Great powers
Great powers
● Great powers must have significant regional influence within their ‘near abroad’.
● They should have the capacity for significant military outreach.
● They should possess a major role in international organisations, providing them with significant structural power.
● They will have some of the strongest economies in the world.
The term ‘great power’ originates from the early 19th century, when it was used to describe the combatants of the Napoleonic Wars – Austria, France, Great Britain, Prussia and Russia. There is no single agreed definition. Some thinkers have defined it in terms of military power or capability.
Others, such as Kenneth Waltz – the founder of neo-realism – use these criteria.
• Population and territory.
• Resources.
• Economic development.
• Political stability.
• Competence and military strength.
A further relevant criterion is the ability to project power beyond the state’s geographical region. Of the five countries represented at the Congress of Vienna in 1814–15, which agreed a peace settlement to end the Napoleonic Wars, Great Britain came closest to satisfying all the criteria for great power status. In 1922, the British Empire covered nearly a quarter of the globe and ruled about one-fiſth of the world’s population. It was the foremost naval power and the richest and most developed economy in the world.

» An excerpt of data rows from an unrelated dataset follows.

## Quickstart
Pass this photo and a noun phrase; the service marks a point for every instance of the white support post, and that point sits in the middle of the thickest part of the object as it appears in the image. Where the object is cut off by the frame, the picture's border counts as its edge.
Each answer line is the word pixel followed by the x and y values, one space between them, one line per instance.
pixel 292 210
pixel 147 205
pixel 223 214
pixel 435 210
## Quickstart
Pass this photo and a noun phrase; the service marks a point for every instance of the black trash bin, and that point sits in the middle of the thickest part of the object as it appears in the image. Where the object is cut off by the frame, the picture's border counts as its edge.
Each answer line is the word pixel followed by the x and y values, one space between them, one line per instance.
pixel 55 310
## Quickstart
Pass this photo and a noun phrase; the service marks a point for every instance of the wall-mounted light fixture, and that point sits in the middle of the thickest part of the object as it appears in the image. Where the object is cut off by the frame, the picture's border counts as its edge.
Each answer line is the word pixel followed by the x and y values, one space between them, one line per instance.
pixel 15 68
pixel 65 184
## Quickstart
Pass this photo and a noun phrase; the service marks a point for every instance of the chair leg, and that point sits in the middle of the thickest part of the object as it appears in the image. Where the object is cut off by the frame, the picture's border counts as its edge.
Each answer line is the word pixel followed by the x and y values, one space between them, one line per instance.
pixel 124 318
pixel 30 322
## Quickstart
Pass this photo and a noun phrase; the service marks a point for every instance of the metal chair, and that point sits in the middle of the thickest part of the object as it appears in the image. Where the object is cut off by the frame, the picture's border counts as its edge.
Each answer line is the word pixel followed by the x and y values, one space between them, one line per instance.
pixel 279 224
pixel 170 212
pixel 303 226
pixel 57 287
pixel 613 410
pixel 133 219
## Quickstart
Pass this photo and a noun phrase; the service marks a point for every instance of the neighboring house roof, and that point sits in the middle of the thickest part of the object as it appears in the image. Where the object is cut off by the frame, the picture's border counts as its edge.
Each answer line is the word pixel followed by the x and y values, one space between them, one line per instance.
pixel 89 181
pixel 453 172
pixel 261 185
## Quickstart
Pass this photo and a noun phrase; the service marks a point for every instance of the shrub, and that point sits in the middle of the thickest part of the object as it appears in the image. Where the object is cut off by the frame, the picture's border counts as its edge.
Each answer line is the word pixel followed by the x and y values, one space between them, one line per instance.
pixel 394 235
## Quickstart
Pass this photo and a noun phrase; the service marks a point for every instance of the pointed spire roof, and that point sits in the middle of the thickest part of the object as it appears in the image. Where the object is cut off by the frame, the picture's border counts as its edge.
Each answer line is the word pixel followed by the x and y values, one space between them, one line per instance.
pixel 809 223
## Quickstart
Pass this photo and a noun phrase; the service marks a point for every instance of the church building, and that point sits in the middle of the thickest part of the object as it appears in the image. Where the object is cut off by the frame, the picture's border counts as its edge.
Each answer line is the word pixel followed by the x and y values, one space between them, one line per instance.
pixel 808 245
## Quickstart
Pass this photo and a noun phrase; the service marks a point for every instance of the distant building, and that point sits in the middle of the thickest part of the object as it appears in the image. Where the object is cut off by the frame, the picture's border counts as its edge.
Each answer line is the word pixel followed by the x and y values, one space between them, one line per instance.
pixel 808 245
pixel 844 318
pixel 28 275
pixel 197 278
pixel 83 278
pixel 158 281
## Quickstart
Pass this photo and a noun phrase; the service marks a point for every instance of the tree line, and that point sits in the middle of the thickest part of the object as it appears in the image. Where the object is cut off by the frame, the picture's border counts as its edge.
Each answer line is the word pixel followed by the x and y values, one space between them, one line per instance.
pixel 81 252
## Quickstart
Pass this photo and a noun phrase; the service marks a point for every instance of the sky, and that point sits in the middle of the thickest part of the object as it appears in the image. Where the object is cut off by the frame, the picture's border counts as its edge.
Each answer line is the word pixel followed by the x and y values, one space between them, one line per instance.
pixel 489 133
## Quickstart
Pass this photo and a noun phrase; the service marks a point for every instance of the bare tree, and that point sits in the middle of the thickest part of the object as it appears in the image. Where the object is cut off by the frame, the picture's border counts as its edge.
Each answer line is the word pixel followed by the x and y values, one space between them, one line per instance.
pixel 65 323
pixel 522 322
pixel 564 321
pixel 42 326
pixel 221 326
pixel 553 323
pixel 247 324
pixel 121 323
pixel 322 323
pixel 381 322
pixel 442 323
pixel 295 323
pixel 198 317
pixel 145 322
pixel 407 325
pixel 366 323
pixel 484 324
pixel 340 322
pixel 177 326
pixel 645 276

By the start of the 20th century, Germany was challenging Britain militarily and its rapid industrialisation at the end of the 19th century made it a rival economically too. The United States was also beginning to emerge, predominantly as a developing economy. The Monroe Doctrine – the guiding principle of US foreign policy since 1823 – prohibited the country from interference in European affairs, which stopped it becoming a military power until the Second World War.